Hockey Quotes
"This is the time of year when we have parents of 8- and 9-year-olds taking their young hockey players from their local town programs to out-of-town "elite" hockey tryouts and programs, programs that are more expensive and require more travel. This switch is done despite a parent's failure to implement an understanding of children and parenting: Prepubescent athletic achievement is, 99.9 percent of the time, completely irrelevant to postpubescent athletic achievement. It's too much, too soon for children and comes at a needless and unnecessary cost to the parent. It's usually a lose-lose situation that plays with the fragile brains of children." - John Buccigross, ESPN
"...non-hockey fans should comprehend and appreciate how difficult and unique hockey is to play. That level of athleticism weeds out the weak ones. I don't think hockey is a mainstream sport, and it may never be. So let's accept it and enjoy it. If hockey were such an easy sport, they would call it basketball, baseball or football." - Staff Sgt Ouimet, USAF, Middle East
”People talk about skating, puck handling and shooting, but the whole sport is angles and caroms, forgetting the straight direction the puck is going, calculating where it will be directed, factoring in all the interruptions.

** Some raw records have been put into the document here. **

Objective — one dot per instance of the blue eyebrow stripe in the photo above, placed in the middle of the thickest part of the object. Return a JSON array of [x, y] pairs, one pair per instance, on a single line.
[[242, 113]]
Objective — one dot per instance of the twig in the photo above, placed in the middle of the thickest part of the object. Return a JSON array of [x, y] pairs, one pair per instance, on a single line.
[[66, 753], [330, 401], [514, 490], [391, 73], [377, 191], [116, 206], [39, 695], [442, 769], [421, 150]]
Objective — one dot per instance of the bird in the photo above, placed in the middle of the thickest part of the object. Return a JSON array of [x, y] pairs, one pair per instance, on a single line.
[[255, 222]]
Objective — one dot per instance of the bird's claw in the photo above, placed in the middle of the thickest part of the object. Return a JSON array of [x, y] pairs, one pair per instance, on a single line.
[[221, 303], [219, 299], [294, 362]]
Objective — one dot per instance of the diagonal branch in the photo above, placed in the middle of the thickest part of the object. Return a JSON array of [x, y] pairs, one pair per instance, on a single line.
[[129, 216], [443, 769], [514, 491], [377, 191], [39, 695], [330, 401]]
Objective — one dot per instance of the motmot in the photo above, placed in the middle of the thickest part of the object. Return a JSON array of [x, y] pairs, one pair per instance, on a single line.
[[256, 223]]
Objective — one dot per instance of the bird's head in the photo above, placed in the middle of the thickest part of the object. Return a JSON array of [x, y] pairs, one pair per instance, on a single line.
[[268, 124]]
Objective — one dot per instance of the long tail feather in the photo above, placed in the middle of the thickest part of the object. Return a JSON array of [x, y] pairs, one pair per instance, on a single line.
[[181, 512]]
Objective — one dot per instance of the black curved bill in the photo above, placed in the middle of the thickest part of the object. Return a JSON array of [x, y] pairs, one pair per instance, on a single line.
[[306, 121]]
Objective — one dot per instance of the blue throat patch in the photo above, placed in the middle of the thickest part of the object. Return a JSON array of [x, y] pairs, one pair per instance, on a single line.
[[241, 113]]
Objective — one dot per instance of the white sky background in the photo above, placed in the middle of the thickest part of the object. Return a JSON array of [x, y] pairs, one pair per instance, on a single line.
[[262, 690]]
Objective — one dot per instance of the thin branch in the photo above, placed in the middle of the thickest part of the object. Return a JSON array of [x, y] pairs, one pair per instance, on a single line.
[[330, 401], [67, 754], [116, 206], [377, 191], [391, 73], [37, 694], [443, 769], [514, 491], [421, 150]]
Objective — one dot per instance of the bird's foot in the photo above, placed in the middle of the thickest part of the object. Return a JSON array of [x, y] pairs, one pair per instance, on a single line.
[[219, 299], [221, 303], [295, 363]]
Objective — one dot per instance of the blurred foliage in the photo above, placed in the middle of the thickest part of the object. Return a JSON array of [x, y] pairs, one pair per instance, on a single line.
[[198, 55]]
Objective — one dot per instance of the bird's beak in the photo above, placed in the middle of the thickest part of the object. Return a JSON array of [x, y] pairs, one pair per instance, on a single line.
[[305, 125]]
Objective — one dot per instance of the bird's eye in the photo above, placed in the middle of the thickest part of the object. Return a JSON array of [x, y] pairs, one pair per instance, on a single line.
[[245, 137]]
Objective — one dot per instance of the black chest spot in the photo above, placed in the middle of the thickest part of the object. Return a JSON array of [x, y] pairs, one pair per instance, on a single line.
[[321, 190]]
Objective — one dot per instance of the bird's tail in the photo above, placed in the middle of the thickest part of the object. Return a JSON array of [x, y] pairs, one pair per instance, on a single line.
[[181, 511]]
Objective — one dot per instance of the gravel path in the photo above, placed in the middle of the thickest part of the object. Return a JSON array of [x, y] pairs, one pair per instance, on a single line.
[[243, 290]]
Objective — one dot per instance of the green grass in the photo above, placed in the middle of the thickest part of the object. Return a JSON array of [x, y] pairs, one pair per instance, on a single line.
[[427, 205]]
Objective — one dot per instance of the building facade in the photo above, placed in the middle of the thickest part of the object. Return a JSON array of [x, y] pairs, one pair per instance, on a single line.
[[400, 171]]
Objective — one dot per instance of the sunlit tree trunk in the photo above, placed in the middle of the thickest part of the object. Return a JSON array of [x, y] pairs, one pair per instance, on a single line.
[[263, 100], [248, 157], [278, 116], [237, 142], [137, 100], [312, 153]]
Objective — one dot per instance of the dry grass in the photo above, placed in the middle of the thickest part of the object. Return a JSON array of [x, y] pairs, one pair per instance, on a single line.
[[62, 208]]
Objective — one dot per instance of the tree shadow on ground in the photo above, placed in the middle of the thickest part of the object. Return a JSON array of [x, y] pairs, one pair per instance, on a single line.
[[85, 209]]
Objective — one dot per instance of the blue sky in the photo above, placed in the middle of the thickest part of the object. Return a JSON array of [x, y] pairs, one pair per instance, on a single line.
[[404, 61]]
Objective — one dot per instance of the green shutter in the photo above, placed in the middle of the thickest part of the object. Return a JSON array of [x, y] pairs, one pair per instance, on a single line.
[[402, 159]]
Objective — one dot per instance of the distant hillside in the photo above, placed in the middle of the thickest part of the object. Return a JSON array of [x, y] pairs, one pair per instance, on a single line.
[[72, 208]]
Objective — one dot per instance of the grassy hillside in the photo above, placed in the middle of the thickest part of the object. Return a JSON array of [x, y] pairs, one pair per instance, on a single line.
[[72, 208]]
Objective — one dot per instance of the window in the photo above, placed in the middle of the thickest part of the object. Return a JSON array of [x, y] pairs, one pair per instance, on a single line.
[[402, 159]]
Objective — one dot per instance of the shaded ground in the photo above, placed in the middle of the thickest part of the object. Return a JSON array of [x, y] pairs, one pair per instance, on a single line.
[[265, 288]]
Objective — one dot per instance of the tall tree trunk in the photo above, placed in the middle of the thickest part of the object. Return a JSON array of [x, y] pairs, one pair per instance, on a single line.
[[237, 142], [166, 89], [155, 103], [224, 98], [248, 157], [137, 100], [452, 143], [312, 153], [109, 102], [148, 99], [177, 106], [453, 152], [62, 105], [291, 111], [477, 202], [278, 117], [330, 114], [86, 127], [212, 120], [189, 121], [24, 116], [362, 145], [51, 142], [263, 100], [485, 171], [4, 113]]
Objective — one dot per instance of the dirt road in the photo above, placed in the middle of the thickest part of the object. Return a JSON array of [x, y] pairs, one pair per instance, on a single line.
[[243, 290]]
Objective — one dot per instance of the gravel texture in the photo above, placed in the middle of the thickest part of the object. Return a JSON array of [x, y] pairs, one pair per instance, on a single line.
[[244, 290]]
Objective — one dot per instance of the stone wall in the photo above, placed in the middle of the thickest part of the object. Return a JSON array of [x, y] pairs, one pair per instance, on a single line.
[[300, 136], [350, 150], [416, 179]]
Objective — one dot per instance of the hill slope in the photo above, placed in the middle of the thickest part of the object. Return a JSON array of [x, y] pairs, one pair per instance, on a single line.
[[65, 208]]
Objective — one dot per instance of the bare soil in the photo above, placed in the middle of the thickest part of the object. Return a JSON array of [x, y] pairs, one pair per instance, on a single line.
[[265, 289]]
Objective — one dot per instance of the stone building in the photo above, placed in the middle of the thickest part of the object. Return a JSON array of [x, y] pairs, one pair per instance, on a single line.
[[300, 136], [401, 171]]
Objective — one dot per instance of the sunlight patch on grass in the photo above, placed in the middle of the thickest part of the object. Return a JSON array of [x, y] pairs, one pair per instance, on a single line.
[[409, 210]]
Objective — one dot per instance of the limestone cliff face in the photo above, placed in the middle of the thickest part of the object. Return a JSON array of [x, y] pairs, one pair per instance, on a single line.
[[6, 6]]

Basically, my whole game is angles.” - Wayne Gretzky
ESPN's John Buccigross quoting an excerpt from Jack Falla's "Home Ice":
"The most consequential backyard rink ever built was the one Walter Gretzky constructed on a slightly concave stretch of lawn behind the family home at 42 Varardi Street in Brantford, Ontario. … Walter also must have known that the best way to learn to play hockey is not only to be skating wind sprints and three-on-twos at the local rink, but to supplement team practices with time alone: time spent skating, stick-handling, and -- through a mysterious osmosis that seems to occur in some but not others -- internalizing the feel of puck, stick, blades and ice into an instinctive comprehension of the game, an assimilation surpassing our, or even his, understanding."